Welcome to Gobotron where the Go-Bots have built a planet of their own. Is there a place for humans in a post-human society?
Go-Bots art by Tom Scioli (Courtesy Hasbro, published by IDW)
I don’t know where I expected Tom Scioli to take the story after Go-Bots issue two. It could have turned into a union drama à la films like Norma Rae or Salt of the Earth. It could have become an even more action-filled, a war comic detailing the struggles between the human-sympathizing and separatist robot factions. Instead the Go-Bots story leaps years (Centuries? Millennia? Mega-annum?) past the era of humanity and dumps a new batch of POV characters onto a planet built for—and only for—Go-Bot kind. As in Transformers, this is a planet of metal, built at a giant scale to accommodate the oversized inhabitants.
The Go-Bot ship Spay-C and its human crew explore this strange world as we do to learn the landscape. Humankind is insignificant here, and I can only say for certain that one of the shuttle crew, Charlotte, gets named in this issue.

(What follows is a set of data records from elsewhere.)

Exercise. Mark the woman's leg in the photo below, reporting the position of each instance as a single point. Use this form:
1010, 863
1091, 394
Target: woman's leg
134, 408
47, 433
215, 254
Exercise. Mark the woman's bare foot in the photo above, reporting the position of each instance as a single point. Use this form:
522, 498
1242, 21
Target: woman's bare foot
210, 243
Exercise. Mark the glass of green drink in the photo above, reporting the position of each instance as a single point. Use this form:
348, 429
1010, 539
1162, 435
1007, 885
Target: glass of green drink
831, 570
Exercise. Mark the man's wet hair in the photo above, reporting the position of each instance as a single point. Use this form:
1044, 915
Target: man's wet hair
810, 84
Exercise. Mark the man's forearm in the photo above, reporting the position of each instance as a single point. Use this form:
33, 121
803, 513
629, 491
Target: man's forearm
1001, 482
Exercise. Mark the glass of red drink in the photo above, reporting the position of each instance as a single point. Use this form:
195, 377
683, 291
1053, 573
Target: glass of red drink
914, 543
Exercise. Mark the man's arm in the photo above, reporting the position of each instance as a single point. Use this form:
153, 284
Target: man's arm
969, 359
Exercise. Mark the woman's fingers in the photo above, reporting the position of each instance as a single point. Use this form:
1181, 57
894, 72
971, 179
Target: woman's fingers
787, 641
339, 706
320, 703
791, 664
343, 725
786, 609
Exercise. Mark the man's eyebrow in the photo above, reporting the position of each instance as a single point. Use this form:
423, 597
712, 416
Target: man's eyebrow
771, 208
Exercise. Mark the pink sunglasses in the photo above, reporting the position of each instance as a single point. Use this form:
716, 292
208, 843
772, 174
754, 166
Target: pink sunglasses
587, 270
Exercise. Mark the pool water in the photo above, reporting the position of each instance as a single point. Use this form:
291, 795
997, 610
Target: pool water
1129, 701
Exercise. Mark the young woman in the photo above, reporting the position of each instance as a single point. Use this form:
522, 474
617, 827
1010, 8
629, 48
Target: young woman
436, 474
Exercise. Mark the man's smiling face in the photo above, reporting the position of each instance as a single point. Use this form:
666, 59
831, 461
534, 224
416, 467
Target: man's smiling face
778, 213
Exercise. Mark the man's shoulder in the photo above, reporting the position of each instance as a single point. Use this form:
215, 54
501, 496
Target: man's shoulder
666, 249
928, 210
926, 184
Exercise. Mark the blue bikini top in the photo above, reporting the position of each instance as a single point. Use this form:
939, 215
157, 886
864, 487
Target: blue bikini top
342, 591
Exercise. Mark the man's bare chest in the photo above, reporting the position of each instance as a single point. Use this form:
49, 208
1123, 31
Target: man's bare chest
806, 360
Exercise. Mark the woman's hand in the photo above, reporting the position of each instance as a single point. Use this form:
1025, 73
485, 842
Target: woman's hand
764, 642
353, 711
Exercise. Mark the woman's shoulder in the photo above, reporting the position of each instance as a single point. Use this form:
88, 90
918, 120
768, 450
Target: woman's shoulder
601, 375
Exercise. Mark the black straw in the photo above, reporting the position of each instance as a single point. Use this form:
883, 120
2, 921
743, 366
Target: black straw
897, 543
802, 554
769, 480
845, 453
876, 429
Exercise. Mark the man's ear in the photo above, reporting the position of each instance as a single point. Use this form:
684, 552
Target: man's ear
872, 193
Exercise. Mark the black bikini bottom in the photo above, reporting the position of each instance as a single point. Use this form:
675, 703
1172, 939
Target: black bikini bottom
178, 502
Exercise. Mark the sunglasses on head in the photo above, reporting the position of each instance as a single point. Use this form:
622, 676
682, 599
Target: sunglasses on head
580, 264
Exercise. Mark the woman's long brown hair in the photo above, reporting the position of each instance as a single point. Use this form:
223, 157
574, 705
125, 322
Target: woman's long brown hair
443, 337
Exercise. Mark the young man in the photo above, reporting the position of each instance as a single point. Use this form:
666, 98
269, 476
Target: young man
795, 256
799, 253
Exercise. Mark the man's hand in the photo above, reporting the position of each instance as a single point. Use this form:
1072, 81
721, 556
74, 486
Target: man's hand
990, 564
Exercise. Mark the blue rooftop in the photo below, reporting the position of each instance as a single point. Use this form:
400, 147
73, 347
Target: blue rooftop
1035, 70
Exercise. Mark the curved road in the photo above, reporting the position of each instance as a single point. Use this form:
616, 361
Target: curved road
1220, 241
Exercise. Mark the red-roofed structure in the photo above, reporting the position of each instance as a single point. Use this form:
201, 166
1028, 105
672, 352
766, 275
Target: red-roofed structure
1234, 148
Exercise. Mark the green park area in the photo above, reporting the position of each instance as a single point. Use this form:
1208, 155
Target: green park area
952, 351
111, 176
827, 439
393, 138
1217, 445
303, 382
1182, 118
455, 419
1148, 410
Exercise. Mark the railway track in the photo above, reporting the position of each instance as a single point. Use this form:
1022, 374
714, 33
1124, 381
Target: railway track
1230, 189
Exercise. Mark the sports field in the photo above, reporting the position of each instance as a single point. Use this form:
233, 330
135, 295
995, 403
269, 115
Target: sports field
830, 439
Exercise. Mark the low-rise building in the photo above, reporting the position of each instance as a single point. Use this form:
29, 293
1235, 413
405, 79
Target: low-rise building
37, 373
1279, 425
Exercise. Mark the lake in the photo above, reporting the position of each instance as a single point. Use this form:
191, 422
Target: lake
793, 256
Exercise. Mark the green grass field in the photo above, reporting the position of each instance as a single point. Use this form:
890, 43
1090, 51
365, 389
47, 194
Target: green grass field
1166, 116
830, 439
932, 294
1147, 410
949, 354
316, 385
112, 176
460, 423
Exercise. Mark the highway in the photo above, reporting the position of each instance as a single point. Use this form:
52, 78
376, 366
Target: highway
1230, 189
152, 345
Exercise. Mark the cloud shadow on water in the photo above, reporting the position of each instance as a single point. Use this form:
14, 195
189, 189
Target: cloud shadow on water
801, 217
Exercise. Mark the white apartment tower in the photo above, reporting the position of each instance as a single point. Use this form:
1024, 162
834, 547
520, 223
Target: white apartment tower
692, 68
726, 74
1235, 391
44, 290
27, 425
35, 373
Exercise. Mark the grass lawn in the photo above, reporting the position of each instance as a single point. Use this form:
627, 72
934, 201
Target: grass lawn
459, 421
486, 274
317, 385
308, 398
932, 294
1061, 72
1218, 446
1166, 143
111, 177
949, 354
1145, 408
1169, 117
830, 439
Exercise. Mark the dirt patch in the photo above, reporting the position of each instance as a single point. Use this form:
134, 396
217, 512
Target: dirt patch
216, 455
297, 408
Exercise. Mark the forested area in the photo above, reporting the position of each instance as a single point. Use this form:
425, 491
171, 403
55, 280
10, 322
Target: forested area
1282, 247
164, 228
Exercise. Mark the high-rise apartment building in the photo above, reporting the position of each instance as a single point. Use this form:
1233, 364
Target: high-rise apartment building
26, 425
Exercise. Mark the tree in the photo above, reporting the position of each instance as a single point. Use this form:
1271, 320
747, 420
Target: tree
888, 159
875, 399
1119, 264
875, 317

While the humans hide inside Spay-C, the Go-Bot is shoved in a jail cell, and eventually interrogated by the planet’s ruler . . . Leader-1. Which answers some questions raised by the time gap between this and the previous issue.
It seems the jet robot did join the revolution, liberated the Go-Bots, then somehow built an entire planet, and has ruled it ever since. But all is not grand for the head of Gobotron. While Leader-1 slumps wearily on a throne, surrounded by the metal skulls of his enemies impaled on spikes, he is plagued by threats to his leadership, as well as a Godzilla-like robo-monster called Zod, and Cy-Kill causing trouble as usual.
Go-Bots art by Tom Scioli (Courtesy Hasbro, published by IDW)
Scioli sprinkles lots of references and homages to ’70s and early’ 80s pop culture through the issue. There’s images or dialogue on almost every page of the book that scratches at my memory, trying to bring the allusion into focus: The robot jail cell is controlled by an electronic Simon game. The first time we see the Spay-C, it’s a reference to 2001: A Space Odyssey, and the ship’s humans are introduced huddled around a conference table like the crew of the Nostromo in Alien.
Go-Bots art by Tom Scioli (Courtesy Hasbro, published by IDW)
One usurper to Leader-1’s power, as prophesized by some pestering mystics, is implied to be very similar to Optimus Prime. Speaking of mystics, Scioli takes Leader-1 on vision quest ala Krull and other creations derived from Hyborian Age barbarian settings. Similar to what he did in Transformers vs. G.I. Joe, Scioli is building up a spiritual, proto-religious aspect to the toy mythology.
Go-Bots issue three climaxes with an extensive, action-filled dogfight in outer space. At times these pages get a little confusing because they’re so stuffed with panels and robots that haven’t been developed as characters yet.
In the end, Scioli slows things down and brings the story back to human scale with another unsettling twist—and some toys even more obscure than the Go-Bots–to set up issue four.